Fare urbanistica dopo la crescita: riorganizzare gli spazi della produzione, riqualificare gli spazi aperti, gestire la convivenza con i processi di abbandono.
Il caso del distretto ceramico di Sassuolo
Dopo una lunga stagione di crescita estensiva, i territori dei distretti industriali mostrano l’emergere di nuove dinamiche. In alcuni casi, per effetto dei processi di globalizzazione della produzione assistiamo al trasferimento di numerosi segmenti di attività verso i paesi dove è inferiore il costo del lavoro, col conseguente svuotamento di spazi e infrastrutture, e il manifestarsi di diffuse dinamiche di abbandono. In altri casi, la riorganizzazione innovativa di alcune filiere produttive e l’emergere di nuove medie aziende leader generano nei territori nuove forme di domanda immobiliare, localizzativa e infrastrutturale che non sempre trovano risposte adeguate negli strumenti urbanistici esistenti.

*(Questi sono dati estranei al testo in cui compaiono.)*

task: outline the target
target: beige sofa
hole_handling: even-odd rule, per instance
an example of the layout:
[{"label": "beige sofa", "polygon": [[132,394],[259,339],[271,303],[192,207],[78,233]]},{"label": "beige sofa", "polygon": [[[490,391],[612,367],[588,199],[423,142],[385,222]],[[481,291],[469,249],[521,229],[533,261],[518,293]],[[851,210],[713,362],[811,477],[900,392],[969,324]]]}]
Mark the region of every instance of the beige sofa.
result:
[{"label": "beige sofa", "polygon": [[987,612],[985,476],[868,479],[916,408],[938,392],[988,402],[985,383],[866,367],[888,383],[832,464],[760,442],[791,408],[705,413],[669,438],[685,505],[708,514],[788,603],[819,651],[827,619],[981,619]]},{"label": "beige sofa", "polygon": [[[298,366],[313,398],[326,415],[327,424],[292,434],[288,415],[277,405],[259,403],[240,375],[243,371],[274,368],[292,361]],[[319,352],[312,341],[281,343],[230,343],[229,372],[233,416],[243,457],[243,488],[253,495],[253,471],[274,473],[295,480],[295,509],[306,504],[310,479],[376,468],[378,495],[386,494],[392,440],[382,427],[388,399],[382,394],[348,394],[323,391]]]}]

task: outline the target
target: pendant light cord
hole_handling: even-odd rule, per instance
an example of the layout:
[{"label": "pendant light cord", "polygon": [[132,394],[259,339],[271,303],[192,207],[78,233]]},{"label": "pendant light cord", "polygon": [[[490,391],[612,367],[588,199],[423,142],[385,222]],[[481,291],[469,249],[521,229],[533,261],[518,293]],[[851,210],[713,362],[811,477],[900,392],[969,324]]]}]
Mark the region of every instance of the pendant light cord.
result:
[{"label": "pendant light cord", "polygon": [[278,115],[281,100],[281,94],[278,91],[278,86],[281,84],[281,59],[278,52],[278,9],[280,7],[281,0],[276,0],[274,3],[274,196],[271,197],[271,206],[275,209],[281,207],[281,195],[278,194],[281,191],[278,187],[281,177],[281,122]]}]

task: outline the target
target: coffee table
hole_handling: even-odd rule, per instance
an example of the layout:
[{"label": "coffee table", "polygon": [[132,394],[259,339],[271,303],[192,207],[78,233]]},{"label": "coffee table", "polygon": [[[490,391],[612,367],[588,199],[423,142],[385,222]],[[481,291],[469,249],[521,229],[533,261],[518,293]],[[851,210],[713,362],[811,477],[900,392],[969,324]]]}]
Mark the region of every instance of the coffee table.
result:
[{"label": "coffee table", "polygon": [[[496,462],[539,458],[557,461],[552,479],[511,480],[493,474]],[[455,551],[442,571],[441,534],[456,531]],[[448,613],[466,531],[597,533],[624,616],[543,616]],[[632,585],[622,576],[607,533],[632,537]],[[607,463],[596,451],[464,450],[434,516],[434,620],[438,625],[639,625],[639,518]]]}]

In tale quadro, il laboratorio propone una riflessione su una porzione di urbanizzazione emiliana, caratterizzata dalla presenza del distretto industriale di Sassuolo – uno dei principali poli di produzione ceramica al mondo – interessato nell’ultimo decennio da marcati processi di riorganizzazione dei processi produttivi e da fortissime dinamiche di sottoutilizzo e dismissione degli spazi produttivi. In questo territorio gli studenti saranno invitati a svolgere un esercizio di progetto che interesserà più scale – muovendosi a seconda degli ambiti di studio dal territorio vasto, al tessuto edilizio, al singolo manufatto edilizio – e che si articolerà lungo tre principali traiettorie.
Una prima linea di lavoro sarà rivolta alla riorganizzazione dello spazio della produzione, e implica una riflessione sulle forme del riuso dei tessuti, dei suoli e degli edifici, sulla possibilità di localizzare nel territorio del distretto i nuovi formati produttivi, sulle domande emergenti nell’ambito delle imprese e del mercato immobiliare. Gli studenti saranno invitati a lavorare attraverso operazioni di sottrazione, sostituzione, aggiunta e infiltrazione di nuove funzioni. Una particolare attenzione verrà posta, più che alla composizione del singolo manufatto architettonico, alle relazioni tra i diversi edifici e tra gli edifici e gli spazi aperti, con riferimento a questioni diverse: la mixité funzionale, la sostenibilità e le prestazioni ecologiche, l’articolazione e l’arricchimento dei paesaggi dell’abitare e del produrre.
Una seconda linea di lavoro sarà rivolta al trattamento degli spazi aperti – siano essi lo spazio della strada industriale o commerciale, lo spazio incolto e abbandonato rimasto intercluso tra i capannoni, o lo spazio agricolo o dell’alveo fluviale verso cui si affacciano gli edifici industriali – teso tanto alla valorizzazione della loro naturalità e del loro ruolo ambientale, quanto al rafforzamento del contributo che essi possono dare alla costruzione di nuove condizioni di urbanità. In particolare si dovrà porre attenzione alla precisazione dei rapporti tra spazi aperti rurali e tessuti urbanizzati, tra spazio pubblico e spazio privato, tra luoghi centrali e infrastrutture.
Una terza linea di lavoro sarà infine dedicata allo studio di tutti quei tessuti urbanizzati, suoli e manufatti che per loro caratteristiche non potranno essere riutilizzati secondo le due linee precedentemente esposte, e che porranno quindi la questione di una convivenza tra le attività umane e lo scarto, il rifiuto, la rovina. Si tratterà in particolare di selezionare porzioni di urbanizzato da destinare a una sorta di declino programmato, e di disporre misure di demolizione selettiva, di bonifica e di rinaturalizzazione che sappiano misurarsi con le limitate risorse disponibili e che sappiano prefigurare un paesaggio adeguato e compatibile con gli scenari di sviluppo futuro del distretto.